Design and modelling of different SRAM's based on CNTFET 32nm technology

TL;DR

This paper explores the design and modeling of SRAM memory cells based on 32nm CNTFET technology, demonstrating potential power efficiency improvements through simulations.

Contribution

It introduces novel SRAM designs utilizing CNTFETs at 32nm technology node, highlighting simulation-based performance and power advantages over traditional silicon-based SRAM.

Findings

Significant power savings in CNTFET-based SRAMs

Successful modeling and simulation using Stanford CNTFET model

Potential for high-density, low-power memory applications

Abstract

Carbon nanotube field-effect transistor (CNTFET) refers to a field-effect transistor that utilizes a single carbon nanotube or an array of carbon nanotubes as the channel material instead of bulk silicon in the traditional MOSFET structure.
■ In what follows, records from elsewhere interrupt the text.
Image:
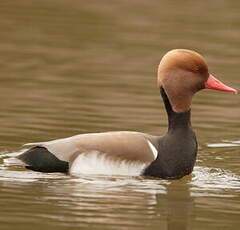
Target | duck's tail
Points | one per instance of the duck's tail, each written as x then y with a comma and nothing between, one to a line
41,160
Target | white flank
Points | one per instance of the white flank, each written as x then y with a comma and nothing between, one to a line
98,163
154,150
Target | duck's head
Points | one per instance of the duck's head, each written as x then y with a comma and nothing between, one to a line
182,73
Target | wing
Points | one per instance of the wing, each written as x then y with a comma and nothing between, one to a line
129,146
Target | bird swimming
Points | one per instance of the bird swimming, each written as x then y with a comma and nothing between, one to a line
181,74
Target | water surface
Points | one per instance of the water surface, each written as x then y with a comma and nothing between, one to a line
70,67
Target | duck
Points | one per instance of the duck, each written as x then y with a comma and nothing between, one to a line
181,74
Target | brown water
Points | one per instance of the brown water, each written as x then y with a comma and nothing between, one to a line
70,67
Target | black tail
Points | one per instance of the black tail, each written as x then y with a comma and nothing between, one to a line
41,160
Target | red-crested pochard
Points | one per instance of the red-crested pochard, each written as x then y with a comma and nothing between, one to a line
181,74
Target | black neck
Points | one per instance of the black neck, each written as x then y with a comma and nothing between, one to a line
175,120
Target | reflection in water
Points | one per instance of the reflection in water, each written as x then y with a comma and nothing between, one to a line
70,67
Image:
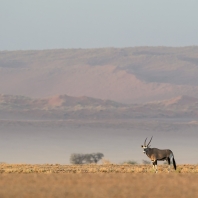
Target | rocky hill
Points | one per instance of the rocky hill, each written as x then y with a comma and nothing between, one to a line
126,75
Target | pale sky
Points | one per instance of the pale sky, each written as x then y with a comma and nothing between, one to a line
54,24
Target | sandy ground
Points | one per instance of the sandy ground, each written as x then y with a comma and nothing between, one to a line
48,144
98,185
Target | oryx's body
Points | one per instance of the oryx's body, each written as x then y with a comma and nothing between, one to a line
158,155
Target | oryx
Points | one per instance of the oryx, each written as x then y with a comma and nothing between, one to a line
156,154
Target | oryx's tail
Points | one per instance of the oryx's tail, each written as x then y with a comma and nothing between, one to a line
174,163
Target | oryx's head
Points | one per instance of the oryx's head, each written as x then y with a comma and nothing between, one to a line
145,147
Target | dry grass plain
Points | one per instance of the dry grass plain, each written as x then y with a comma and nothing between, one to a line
110,180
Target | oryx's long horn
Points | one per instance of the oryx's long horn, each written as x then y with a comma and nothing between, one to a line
145,142
150,141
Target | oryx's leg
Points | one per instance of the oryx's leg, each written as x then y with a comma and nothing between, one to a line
168,160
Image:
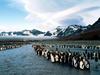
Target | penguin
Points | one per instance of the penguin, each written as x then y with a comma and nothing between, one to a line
57,56
52,57
48,55
81,65
61,57
87,64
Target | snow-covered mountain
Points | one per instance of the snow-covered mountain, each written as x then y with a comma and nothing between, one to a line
60,31
71,29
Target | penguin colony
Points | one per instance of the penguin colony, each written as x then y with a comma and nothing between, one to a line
74,59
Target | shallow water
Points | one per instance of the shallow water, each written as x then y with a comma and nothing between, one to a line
24,61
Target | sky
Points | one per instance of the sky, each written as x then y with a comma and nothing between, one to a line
44,15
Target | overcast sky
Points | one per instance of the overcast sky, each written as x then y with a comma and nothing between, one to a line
46,15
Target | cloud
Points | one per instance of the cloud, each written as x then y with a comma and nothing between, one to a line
46,15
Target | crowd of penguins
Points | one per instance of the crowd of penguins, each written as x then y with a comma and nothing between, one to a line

Since it was first demonstrated in 1998, there have been tremendous developments in CNTFETs, which promise for an alternative material to replace silicon in future electronics. Carbon nanotubes are promising materials for the nano-scale electron devices such as nanotube FETs for ultra-high density integrated circuits and quantum-effect devices for novel intelligent circuits, which are expected to bring a breakthrough in the present silicon technology. A Static Random Access Memory (SRAM) is designed to plug two needs: i) The SRAM provides as cache memory, communicating between central processing unit and Dynamic Random Access Memory (DRAM). ii) The SRAM technology act as driving force for low power application since SRAM is portable compared to DRAM, and SRAM doesn't require any refresh current. On the basis of acquired knowledge, we present different SRAM's designed for the conventional CNTFET. HSPICE simulations of this circuit using Stanford CNTFET model shows a great improvement in power saving.